Op 7 juli 2022 heeft de mondelinge behandeling plaatsgevonden. Bij die gelegenheid zijn verschenen:
- de vader, bijgestaan door zijn advocaat,
- de advocaat van de moeder,
- de raad, vertegenwoordigd door [persoon A] .
2.3.1.
De moeder is, hoewel behoorlijk opgeroepen, niet tijdens de mondelinge behandeling verschenen.
2.3.2.
De advocaat van de vader heeft tijdens de mondelinge behandeling een mail van 5 mei 2022 overhandigd van de advocaat van de moeder gericht aan de raad.
2.4.
Het hof heeft daarna een datum voor arrest bepaald. Het hof doet recht op bovenvermelde stukken en de stukken uit eerste aanleg.

3.De beoordeling

3.1.
Uit de inmiddels verbroken relatie tussen de moeder en de vader is geboren:
- [het kind] , geboren te [geboorteplaats] op [geboortedatum] 2019. De ouders gebruiken allebei een andere voornaam, zodat het hof haar verder zal noemen: de minderjarige.
3.2.
De minderjarige is door de vader erkend. De moeder oefent het eenhoofdig gezag uit over de minderjarige.

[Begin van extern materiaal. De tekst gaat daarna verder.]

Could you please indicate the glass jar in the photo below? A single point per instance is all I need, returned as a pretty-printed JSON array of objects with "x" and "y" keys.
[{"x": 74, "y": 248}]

De minderjarige woont bij de moeder.
3.3.
De vader is gedetineerd en verblijft in de PI in [locatie] .
3.4.
Bij beschikking van 7 juli 2021 heeft de rechtbank - voor zover in deze procedure van
belang - een omgangsregeling vastgesteld tussen de vader en de minderjarige, waarbij:
- de minderjarige één keer per maand omgang zal hebben met de vader onder begeleiding van een door partijen te kiezen professional, waarbij de invulling van de omgang afhankelijk is van de mogelijkheden van de instelling waar de vader verblijft;
- één keer per week er een Skypecontact zal zijn tussen de minderjarige en de vader.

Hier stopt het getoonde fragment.